We often use parameterizations like this to mathematically represent a continuous motion from one point to the next, for instance when discussing convex spaces, in which we say a space is convex if all points between any two given points are also in the set (in the language of the wiki page, convex if the vector $\lambda u_i+(1-\lambda) u_j$ is also in the space, for any vectors $u_i$ and $u_j$ in the space; satisfied by a sphere, but not by a donut).

Similarly, the parameterization here is simply a way to represent traveling through a space, in this case a space of possible states. The "nonphysical" parameter $\lambda$ isn't introducing new physics any more than my above analogy means the space of a sphere is in any way physically changed by our mathematical wandering through the space of a sphere. The reason this works is that you're wandering through a continuously changing energy landscape, which brings me to...

Intuition

For state variables like energy, as long as you wander from one state to another, keeping track of your progress as you go (more on that below), you can find your new energy from your old, just like with the traveling analogy already discussed.
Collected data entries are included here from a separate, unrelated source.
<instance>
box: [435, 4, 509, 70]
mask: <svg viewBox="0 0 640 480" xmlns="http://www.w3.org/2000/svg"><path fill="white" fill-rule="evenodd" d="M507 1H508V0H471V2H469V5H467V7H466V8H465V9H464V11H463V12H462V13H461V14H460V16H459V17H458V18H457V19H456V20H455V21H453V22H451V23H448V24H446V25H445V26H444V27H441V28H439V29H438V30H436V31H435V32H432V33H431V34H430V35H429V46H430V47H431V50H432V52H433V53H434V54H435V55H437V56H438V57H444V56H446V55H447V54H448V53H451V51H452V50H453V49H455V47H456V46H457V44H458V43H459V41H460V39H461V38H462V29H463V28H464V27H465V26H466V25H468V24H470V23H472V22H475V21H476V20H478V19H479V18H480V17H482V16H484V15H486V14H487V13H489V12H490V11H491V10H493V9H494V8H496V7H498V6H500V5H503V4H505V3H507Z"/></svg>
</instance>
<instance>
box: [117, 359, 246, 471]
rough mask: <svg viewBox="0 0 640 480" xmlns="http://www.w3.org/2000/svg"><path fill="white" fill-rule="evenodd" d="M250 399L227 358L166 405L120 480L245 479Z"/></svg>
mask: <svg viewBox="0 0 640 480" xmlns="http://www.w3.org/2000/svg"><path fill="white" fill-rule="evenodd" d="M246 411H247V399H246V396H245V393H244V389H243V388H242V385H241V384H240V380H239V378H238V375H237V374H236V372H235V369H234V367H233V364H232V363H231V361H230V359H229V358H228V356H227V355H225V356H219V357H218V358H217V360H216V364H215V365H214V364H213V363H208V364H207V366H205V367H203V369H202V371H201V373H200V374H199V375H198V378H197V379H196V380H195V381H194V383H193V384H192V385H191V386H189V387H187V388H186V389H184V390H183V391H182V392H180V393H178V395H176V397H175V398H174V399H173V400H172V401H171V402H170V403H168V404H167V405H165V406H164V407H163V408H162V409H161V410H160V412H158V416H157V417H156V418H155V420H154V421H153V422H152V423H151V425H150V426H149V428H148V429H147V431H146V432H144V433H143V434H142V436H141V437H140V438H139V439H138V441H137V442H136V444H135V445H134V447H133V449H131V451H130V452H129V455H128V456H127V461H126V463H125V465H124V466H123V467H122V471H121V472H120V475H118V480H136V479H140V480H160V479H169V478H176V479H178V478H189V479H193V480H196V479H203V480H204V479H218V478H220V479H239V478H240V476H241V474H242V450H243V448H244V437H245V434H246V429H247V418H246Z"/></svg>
The nuance is that if you, say, travel from one city to another city directly North, you might take a path that veers a bit east before coming back west to arrive at its destination. You might say, doesn't that increase my total distance traveled? Yes, but any travel east cancels any travel west. Similarly, going through this space of states with varying energies, any increases along the path cancel any decreases along the path, and you can arrive at the total energy difference between your initial and final states. Now you can see why we need this path to be differentiable with respect to $\lambda$: we can't allow discontinuous jumps.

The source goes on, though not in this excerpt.